When internet connections across the Atlantic and powerful computers became the mainstay, the focus of the organization shifted towards data product and dedicated instrument science support.

==Instrument science==
The ST-ECF was actively engaged in software development in many areas related to HST data calibration, analysis and visualisation for especially the Hubble instruments Faint Object Spectrograph, STIS, and Advanced Camera for Surveys. For example:

- aXe – Slitless Spectroscopy Extraction software
- SLIM: A Slitless Spectroscopy Simulator for ACS
- Faint Object Spectrograph Post Operational Archives calibration pipeline (included in STSDAS, done by the Instrument Physical Modeling Group)
- The STIS Spectrograph calibration enhancement project (done by the Instrument Physical Modeling Group)
- NICMOSlook and Calnic C
- Lucy-Hook coaddition method

==Science archive==
Together with the European Southern Observatory (ESO)
the ST-ECF operated and maintained the ESO/ST-ECF Science Archive Facility from where all the scientific data collected by the Hubble Space Telescope could be accessed by the public.
In collaboration with the HST archives at the STScI and the Canadian Astronomy Data Centre (CADC) data products and access methods were continuously improved to assure the best possible science data for astronomers around the world. This includes work on the Virtual Observatory, On-The-Fly Calibration, and B Associations. Earlier work pioneered projects like Astrovirtel and Astrophysical Virtual Observatory.

After the closure of ST-ECF the European HST Archive were moved to ESA's European Space Astronomy Centre in Spain, where most of ESA's Space Science Archives are located and operated from.

==Public outreach and education==
One of the groups at the ST-ECF was the Hubble European Space Agency Information Centre (HEIC), which, since 1999, has been the leading Hubble outreach activities group in Europe (headed by the science communication specialist Lars Lindberg Christensen and graphic designer Martin Kornmesser). HEIC's mission statement is to fulfill the Hubble Space Telescope outreach and education tasks for the European Space Agency.

HEIC became a very distinguished communication office of experts using the newest software and techniques.
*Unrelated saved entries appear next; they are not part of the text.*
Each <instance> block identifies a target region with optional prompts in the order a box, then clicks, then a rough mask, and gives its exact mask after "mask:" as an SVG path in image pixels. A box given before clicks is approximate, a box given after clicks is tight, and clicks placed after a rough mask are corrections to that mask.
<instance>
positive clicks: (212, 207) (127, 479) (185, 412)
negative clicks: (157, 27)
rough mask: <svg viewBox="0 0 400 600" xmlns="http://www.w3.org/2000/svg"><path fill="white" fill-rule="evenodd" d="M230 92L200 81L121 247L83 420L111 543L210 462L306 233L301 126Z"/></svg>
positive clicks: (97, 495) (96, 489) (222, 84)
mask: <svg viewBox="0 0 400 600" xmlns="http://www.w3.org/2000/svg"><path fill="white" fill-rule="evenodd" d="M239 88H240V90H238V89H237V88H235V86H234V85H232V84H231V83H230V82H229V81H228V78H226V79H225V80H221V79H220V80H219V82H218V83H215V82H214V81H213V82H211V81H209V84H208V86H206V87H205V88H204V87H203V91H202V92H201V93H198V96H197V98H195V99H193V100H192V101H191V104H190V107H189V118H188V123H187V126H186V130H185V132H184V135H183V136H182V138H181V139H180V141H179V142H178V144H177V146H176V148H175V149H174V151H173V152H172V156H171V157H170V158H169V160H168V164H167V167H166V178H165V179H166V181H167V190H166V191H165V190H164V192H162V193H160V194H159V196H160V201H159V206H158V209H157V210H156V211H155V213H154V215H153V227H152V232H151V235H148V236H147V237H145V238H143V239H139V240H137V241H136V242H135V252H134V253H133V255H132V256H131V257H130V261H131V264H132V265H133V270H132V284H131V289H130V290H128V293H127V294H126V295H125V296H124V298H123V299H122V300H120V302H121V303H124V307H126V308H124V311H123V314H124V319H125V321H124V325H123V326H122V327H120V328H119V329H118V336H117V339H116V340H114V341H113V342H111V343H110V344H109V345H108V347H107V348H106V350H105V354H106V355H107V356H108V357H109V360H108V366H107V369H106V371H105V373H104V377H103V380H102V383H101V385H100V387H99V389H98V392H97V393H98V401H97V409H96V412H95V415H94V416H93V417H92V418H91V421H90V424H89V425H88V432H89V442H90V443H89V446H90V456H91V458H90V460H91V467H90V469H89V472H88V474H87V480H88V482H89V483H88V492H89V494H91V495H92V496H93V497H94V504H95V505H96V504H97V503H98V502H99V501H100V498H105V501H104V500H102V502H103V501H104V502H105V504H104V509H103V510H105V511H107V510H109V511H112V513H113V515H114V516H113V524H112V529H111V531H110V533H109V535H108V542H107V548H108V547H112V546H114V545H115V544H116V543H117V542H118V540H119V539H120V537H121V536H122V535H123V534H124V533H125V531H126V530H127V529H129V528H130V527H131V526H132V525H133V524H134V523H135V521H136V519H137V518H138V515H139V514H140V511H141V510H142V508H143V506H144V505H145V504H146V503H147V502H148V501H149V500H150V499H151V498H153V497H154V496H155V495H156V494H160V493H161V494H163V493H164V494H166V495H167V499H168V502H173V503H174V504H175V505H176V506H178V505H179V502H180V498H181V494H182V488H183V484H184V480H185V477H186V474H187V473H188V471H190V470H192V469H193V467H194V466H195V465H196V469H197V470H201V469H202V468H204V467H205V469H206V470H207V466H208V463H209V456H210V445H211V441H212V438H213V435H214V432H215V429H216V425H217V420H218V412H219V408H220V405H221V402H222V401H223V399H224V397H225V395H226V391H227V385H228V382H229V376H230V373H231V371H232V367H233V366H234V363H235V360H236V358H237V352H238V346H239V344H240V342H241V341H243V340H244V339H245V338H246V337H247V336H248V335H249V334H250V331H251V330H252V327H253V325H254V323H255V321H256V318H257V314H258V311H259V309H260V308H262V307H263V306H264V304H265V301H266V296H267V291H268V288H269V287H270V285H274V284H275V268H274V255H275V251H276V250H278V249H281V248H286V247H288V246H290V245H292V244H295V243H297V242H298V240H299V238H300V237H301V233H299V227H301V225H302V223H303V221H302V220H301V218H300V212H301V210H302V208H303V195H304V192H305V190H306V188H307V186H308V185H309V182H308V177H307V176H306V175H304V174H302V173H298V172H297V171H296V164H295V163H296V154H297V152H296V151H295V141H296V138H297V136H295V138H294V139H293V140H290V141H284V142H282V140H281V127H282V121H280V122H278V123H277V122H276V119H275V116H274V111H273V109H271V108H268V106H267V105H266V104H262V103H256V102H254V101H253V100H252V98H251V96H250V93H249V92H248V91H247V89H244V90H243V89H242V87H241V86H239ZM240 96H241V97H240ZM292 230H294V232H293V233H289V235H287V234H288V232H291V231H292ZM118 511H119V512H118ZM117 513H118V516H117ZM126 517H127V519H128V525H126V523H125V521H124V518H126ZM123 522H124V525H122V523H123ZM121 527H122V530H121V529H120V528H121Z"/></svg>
After the closure of ST-ECF the Outreach component continued on an ESO contract for ESA, as part of ESO's Education and Public Outreach department.

The ESA/Hubble office has produced large amounts of astronomical material – press releases, images, brochures, web pages, books etc. – suitable both for educational purposes and wider public consumption. HEIC provided a well-assorted archive that is publicly available on its web page.

The work is centred on the production of news and photo releases that highlight interesting Hubble science results and images. These are often European in origin, and so not only increase the awareness of European Space Agency’s Hubble share (15%), but the contribution of European scientists to the observatory. Furthermore the group produces video releases, innovative educational material, CD-ROMs, brochures, posters, as well as DVDs and museum information kiosks, and much more.

All publicised material can be found on spacetelescope.org. The group is home to the FITS Liberator project and the "Hubble – 15 Years of Discovery" project that also led to the book Hubble - 15 Years of Discovery.